‘Not all stories are perfect, but then, neither are people’, reads the subtitle of the book, The Homing Pigeons. The subtitle was enticing, further evoking the romantic idea of two unsuspecting lovers who were meant to be, come what may. The title, for once, left behind a beautiful image of what the book could be about.
Going by the cover, when I started reading the book, I was simply hooked… to say the least! The story, though predictable, was beyond intriguing and the way it was written was unusual. The book, by debutant author Sid Bahri, is an unexpected but stunning story of a love lost and found.
The plot revolves around the complicated lives of Aditya and Radhika (best friends since school, never expressed love for each other). Set in 2008, at the difficult time of recession, when Aditya loses his job and starts living off his estranged wife. Out of frustration, he chooses alcohol as his companion. On a fateful night, floating in the pool of alcohol, he meets Divya, not knowing that she could upend his life in a bizarrely different way.
Radhika, now a wealthy widow, who has married off her weird step-daughter Meera, is excited to have her freedom back.
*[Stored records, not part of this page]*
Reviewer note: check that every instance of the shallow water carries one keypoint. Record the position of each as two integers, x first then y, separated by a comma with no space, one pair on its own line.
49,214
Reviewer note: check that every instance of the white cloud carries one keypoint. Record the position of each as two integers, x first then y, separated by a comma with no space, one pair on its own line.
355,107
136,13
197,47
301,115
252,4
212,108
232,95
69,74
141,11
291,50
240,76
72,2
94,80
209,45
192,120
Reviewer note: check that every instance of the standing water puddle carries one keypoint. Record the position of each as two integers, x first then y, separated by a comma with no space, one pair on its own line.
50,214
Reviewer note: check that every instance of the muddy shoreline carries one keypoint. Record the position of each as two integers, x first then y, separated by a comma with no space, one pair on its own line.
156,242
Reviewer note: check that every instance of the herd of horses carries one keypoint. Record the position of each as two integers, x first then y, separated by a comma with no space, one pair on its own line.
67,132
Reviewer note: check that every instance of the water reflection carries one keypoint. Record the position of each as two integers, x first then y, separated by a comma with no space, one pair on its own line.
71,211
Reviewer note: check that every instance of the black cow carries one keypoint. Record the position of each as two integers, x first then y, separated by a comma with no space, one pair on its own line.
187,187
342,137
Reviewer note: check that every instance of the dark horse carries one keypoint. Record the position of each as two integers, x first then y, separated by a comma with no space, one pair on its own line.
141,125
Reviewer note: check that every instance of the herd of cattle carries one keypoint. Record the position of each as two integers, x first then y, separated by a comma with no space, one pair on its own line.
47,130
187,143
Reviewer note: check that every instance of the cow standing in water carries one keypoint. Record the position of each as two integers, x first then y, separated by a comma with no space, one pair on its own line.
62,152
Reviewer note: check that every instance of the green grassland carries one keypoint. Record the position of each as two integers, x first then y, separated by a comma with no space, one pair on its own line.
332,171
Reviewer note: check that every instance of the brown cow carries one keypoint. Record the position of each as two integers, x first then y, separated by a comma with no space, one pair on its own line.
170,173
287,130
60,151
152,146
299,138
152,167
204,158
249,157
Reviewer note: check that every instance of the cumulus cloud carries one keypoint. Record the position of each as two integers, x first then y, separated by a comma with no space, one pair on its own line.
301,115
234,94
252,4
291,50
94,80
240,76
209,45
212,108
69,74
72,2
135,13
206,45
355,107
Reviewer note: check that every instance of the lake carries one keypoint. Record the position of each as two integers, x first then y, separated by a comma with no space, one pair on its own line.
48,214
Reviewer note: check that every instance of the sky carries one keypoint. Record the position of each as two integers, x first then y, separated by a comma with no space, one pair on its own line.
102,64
But then, does she really get what she has yearned for and imagined?
Without revealing the plot any further, what I particularly liked about Bahri’s style was the way the story juggles between the narrations of Aditya and Radhika. It was like completing the picture of a jigsaw puzzle! The story unravels in the most artistic fashion, surprising you most of the time as connections you never saw coming are slowly and gradually revealed.
Read it for its delightfully written ending, which subtly drives home the lessons of love, longing and togetherness. Overall, an interesting read that takes you through the frailties of human behaviour and complicated relationships.
Before concluding, let me pause and quote my favourite line from the book: ‘The pain lingered on, of not being able to garner the courage to express what I felt for her. I felt the agony of never being able to dance with her to the tunes of old English songs. I felt anguished that even if I met her later in life, I wouldn’t be seventeen.’
Bottomline: You can’t miss this one. Go for it!